A More Complicated Addiction
Carolyn Mazure, a professor of psychology at Yale School of Medicine, is an expert on depression and addictive behaviors, and is principal investigator for the Sex-Specific Factors Core of the NIH-funded Transdisciplinary Tobacco Use Research Center at Yale, which was created to help people quit smoking.
She says cigarettes fill many roles for women who smoke. “Women often report smoking is helpful in reducing negative mood, even enhancing positive mood, managing the stress of daily life and also managing appetite and weight gain,” says Mazure. “Women are looking to cigarettes to help them with those different situations, and as a consequence, it’s often more difficult for women [than for men] to give up their cigarettes.”

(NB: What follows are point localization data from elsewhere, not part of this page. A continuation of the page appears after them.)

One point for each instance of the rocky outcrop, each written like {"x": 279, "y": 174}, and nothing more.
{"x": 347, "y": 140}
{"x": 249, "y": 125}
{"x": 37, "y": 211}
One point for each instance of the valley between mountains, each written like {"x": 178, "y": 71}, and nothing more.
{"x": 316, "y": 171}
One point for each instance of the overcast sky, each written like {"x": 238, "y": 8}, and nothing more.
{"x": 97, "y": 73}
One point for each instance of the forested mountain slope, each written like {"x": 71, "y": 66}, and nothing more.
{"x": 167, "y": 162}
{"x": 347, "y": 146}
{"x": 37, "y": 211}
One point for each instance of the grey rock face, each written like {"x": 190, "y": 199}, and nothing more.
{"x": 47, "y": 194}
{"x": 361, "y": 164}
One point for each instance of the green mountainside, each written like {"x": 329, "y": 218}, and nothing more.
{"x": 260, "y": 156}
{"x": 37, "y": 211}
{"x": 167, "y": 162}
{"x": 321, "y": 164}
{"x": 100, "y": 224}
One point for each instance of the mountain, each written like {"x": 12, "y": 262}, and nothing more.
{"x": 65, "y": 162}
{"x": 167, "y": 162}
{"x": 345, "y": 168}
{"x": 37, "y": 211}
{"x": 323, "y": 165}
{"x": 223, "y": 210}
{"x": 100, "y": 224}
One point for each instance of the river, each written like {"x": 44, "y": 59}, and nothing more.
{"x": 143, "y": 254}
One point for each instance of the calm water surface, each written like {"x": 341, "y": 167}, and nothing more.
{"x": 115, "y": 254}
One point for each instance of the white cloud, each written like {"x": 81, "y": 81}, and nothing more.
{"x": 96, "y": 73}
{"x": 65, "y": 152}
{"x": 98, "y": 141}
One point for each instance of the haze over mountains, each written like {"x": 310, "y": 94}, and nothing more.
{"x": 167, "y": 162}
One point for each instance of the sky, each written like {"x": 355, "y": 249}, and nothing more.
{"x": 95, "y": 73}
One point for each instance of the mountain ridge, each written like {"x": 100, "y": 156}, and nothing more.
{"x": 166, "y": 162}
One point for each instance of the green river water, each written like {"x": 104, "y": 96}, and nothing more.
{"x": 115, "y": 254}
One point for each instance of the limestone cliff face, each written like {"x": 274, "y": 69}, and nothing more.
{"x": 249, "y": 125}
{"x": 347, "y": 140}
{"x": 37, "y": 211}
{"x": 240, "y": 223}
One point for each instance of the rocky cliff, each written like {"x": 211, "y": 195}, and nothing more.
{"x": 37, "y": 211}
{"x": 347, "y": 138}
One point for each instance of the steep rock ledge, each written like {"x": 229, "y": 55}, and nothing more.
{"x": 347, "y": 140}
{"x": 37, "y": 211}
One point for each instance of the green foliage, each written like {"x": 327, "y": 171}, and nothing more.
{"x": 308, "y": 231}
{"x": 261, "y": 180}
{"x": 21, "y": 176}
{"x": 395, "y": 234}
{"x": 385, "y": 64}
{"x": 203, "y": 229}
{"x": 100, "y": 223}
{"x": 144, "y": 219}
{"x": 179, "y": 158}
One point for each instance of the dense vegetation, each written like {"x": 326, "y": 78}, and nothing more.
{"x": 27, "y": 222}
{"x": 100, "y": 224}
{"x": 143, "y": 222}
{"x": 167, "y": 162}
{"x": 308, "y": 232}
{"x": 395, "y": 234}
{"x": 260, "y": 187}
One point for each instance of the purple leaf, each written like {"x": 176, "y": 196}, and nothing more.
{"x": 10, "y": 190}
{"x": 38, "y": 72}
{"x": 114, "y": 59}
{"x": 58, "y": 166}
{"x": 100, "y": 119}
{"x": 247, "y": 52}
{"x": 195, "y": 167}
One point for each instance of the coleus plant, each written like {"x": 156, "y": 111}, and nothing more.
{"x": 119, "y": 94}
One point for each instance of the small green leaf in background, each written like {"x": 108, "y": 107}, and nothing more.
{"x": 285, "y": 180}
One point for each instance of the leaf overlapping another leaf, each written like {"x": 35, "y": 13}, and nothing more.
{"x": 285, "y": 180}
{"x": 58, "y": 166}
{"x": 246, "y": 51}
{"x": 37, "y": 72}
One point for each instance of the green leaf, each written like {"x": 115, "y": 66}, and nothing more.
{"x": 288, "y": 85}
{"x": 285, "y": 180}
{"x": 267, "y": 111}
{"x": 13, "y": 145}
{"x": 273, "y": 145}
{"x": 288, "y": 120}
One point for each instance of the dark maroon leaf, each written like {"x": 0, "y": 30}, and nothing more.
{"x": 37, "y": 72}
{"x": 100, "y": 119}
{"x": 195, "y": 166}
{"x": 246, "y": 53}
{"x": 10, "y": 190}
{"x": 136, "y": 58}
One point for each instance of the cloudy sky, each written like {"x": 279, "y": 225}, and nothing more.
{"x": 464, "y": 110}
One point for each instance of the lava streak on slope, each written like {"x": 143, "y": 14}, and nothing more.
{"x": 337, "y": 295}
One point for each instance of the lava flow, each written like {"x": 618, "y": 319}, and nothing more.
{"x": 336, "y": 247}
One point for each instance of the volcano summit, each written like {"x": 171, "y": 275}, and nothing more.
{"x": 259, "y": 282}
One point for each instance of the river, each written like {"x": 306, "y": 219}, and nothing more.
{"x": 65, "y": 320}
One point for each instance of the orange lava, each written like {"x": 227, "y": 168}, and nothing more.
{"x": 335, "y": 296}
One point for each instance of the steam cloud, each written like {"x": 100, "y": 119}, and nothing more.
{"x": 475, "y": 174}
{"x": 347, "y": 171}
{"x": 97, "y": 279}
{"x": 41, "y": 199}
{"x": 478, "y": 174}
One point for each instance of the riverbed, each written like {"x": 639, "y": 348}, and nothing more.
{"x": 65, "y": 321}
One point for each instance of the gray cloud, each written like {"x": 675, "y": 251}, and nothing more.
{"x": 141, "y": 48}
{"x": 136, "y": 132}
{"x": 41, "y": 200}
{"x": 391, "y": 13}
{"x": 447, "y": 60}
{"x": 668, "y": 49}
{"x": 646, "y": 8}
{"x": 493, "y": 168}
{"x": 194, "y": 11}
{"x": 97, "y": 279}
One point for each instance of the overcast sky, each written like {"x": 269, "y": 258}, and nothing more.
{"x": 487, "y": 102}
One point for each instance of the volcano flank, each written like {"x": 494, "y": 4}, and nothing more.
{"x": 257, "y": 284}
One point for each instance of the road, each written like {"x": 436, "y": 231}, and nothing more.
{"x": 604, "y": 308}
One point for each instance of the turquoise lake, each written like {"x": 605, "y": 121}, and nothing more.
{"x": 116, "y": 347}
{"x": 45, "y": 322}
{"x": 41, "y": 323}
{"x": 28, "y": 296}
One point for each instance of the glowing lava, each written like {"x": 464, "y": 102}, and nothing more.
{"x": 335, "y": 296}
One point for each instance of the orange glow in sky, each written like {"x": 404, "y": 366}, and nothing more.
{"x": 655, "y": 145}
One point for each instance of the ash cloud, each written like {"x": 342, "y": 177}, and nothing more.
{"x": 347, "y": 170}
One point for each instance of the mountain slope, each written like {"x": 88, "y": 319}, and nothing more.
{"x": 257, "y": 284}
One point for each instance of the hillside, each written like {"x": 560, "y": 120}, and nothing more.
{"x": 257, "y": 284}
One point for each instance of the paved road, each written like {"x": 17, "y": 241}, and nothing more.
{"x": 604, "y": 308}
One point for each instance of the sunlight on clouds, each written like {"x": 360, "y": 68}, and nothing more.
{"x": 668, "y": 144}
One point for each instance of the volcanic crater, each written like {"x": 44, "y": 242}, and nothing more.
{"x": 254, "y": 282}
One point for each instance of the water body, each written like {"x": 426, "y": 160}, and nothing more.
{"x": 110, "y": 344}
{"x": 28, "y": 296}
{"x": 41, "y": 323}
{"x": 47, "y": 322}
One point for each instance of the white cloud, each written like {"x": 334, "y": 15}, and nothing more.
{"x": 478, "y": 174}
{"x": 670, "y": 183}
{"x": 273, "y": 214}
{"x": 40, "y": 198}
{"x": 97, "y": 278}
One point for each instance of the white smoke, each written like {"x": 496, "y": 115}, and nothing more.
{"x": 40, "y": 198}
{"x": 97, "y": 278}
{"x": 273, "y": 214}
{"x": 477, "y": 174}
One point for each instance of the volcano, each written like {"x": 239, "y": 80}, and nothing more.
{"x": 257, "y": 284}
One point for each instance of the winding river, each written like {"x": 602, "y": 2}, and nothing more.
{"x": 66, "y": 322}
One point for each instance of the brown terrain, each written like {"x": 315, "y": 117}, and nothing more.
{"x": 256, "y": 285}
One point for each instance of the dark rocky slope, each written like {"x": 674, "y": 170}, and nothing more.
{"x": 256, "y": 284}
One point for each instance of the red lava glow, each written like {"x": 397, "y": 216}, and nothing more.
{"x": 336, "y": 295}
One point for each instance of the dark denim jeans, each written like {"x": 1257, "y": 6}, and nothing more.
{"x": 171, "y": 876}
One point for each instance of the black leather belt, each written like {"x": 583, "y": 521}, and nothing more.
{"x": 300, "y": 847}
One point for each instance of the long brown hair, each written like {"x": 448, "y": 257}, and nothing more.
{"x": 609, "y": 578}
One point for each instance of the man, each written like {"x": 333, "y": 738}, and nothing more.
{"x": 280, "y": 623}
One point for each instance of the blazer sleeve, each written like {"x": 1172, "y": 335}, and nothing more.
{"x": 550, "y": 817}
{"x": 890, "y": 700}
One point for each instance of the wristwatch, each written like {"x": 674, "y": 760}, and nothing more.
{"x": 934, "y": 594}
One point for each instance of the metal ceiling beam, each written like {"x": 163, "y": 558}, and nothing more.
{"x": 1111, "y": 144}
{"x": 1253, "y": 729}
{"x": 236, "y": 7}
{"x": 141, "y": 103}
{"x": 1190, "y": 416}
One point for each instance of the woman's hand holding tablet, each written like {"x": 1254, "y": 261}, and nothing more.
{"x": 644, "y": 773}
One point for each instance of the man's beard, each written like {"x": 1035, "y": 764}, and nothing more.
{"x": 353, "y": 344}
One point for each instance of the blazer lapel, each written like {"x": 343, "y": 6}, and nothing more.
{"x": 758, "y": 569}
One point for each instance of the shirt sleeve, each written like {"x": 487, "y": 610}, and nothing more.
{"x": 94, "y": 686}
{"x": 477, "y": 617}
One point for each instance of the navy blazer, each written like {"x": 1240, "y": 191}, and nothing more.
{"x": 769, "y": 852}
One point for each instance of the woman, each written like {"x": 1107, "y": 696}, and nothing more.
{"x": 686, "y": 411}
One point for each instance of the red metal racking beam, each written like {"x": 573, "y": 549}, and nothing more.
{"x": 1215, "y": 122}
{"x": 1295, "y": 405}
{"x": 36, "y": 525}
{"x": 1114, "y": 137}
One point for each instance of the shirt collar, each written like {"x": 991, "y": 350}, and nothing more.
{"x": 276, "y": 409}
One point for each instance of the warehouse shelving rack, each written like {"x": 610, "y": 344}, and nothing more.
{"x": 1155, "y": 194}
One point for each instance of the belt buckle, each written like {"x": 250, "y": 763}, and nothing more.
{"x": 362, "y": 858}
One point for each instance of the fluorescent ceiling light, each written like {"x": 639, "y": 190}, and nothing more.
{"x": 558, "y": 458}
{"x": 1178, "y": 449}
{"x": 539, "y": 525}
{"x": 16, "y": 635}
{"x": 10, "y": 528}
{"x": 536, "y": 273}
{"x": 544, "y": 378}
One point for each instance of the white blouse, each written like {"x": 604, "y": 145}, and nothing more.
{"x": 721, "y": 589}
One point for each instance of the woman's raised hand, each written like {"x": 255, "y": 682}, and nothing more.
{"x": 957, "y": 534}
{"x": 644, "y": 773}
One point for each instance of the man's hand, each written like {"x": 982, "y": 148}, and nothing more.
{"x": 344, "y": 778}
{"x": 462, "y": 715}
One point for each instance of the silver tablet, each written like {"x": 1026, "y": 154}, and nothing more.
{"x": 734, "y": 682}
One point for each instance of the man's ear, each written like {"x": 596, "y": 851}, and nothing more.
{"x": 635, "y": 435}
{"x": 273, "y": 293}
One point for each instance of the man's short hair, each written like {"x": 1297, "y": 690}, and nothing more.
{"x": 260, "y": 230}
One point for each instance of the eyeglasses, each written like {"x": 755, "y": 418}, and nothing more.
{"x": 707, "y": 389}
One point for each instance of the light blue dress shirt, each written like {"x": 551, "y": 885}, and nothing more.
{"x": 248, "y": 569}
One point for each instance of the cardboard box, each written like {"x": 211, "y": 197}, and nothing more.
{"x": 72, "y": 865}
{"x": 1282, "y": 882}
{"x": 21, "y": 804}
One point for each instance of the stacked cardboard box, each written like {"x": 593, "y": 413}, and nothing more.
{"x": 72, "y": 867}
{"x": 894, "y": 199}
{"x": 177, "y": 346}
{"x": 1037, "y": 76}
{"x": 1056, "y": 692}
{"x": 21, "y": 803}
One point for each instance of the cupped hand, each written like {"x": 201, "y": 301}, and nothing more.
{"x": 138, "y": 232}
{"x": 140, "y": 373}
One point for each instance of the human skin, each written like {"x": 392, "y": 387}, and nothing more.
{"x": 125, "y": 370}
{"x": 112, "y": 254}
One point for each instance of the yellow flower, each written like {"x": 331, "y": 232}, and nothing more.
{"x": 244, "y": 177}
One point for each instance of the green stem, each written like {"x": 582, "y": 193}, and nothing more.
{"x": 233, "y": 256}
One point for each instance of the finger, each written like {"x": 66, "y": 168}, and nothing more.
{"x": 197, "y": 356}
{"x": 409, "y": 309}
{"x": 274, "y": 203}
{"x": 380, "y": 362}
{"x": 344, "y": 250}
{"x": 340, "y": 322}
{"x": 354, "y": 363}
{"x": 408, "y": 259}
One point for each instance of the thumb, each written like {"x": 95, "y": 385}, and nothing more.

Mazure adds that depression and negative moods are more common among women than men. She says her research has shown that women are more “vulnerable to the negative effects of stress and are more likely to relapse back to smoking in the face of stressors” than men. “Women also believe that smoking will help them control their weight,” she says.
Human Laboratory Work
Psychologists Mazure and Sherry McKee, both with Yale University, are involved in various studies looking at whether medications and therapy can help, particularly since women don’t do as well as men when it comes to the popular first-line treatment for smoking cessation: nicotine replacement, like patches or gum.
With colleagues at Women’s Health Research at Yale, they’re now investigating whether certain medications can help women better resist cigarettes.
McKee directs the Yale Behavioral Pharmacology Laboratory and is an expert on behavioral factors related to tobacco addiction. Specifically, McKee is looking at whether medications can help ease anxiety and therefore reduce the urge to smoke. In one study, men and women either receive an active medication to reduce anxiety, or a placebo.
Study participants are asked to relay to researchers details of a stressful situation that provoked them to smoke. Researchers then create a fictionalized account of that situation and present it to participants. Participants have cigarettes available to them but are asked to resist. Researchers record whether those taking medication are better able to resist than those on the placebo.
Other studies are looking at various types of medication, including drugs that suppress appetite, to see what might help women resist smoking.
McKee says researchers are also investigating whether certain talk therapies can help women. The therapies help people figure out how to cope when faced with a stressful situation in ways other than grabbing a cigarette.
Such therapy helps people understand that they can engage in activities other than smoking to improve mood, says McKee, “like exercise, reaching out and getting support from somebody, or engaging in a distracting activity like going for a walk.” McKee hopes to have some answers both about medication and behavioral therapy within the next few years.